Mesmo depois de anos de sanções impostas pelos Estados Unidos, que reduziram significativamente sua presença formal no comércio internacional de petróleo, Teerã segue no centro do radar de investidores, governos e grandes empresas do setor.

Isso acontece porque a importância do Irã para o sistema energético global vai muito além do volume que exporta hoje. O país detém a quarta maior reserva comprovada de petróleo do mundo, um ativo estratégico que o coloca, estruturalmente, entre os principais atores do mercado, independentemente das restrições comerciais em vigor.

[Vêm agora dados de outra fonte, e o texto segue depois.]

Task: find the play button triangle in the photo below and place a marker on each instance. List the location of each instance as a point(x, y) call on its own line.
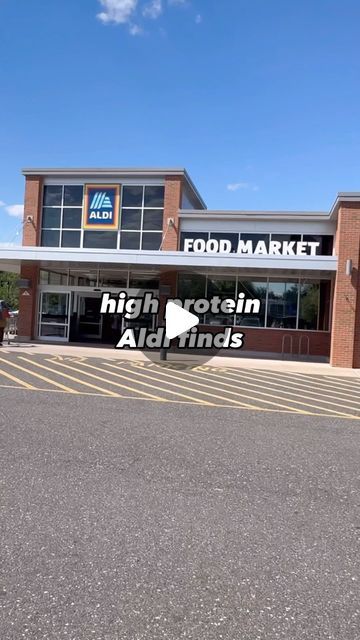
point(178, 320)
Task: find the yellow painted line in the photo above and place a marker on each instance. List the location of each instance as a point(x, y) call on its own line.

Atualmente, o Irã produz cerca de 3,45 milhões de barris por dia, menos de 3% da oferta global. Isoladamente, esse número não seria suficiente para provocar um choque de oferta. Mas o mercado sabe que o risco iraniano não está apenas nos barris disponíveis, mas sim na capacidade do país de influenciar a estabilidade energética de uma região vital para o mundo.

Quase todas as exportações de petróleo iraniano são direcionadas à China, principalmente para refinarias independentes que aceitam comprar o produto com desconto. Esse fluxo ajuda a sustentar a economia iraniana e, ao mesmo tempo, garante vantagem competitiva para refinadores chineses. Qualquer interrupção nesse canal teria efeitos indiretos sobre custos, margens e inflação energética, especialmente na Ásia.

O principal fator de preocupação, no entanto, está na geografia. O Irã exerce influência direta sobre o Estreito de Ormuz, por onde passam cerca de 21 milhões de barris de petróleo por dia, incluindo exportações de gigantes como Arábia Saudita, Iraque, Kuwait e Emirados Árabes Unidos. Trata-se do gargalo mais sensível da infraestrutura global de energia.

Além disso, o país mantém presença e apoio a milícias armadas em diferentes pontos do Oriente Médio, o que amplia o risco de ataques a instalações, oleodutos e rotas logísticas. É essa combinação (reservas gigantescas e posição estratégica) que faz com que o Irã continue sendo tratado como um risco sistêmico pelo mercado.

Mesmo que a perda do petróleo iraniano, isoladamente, pudesse ser absorvida no curto prazo, uma escalada regional teria potencial para desorganizar fluxos, elevar prêmios de risco e pressionar os preços globalmente. É por isso que, apesar das sanções e do isolamento, o Irã permanece grande demais para ser ignorado quando o assunto é o fornecimento mundial de petróleo.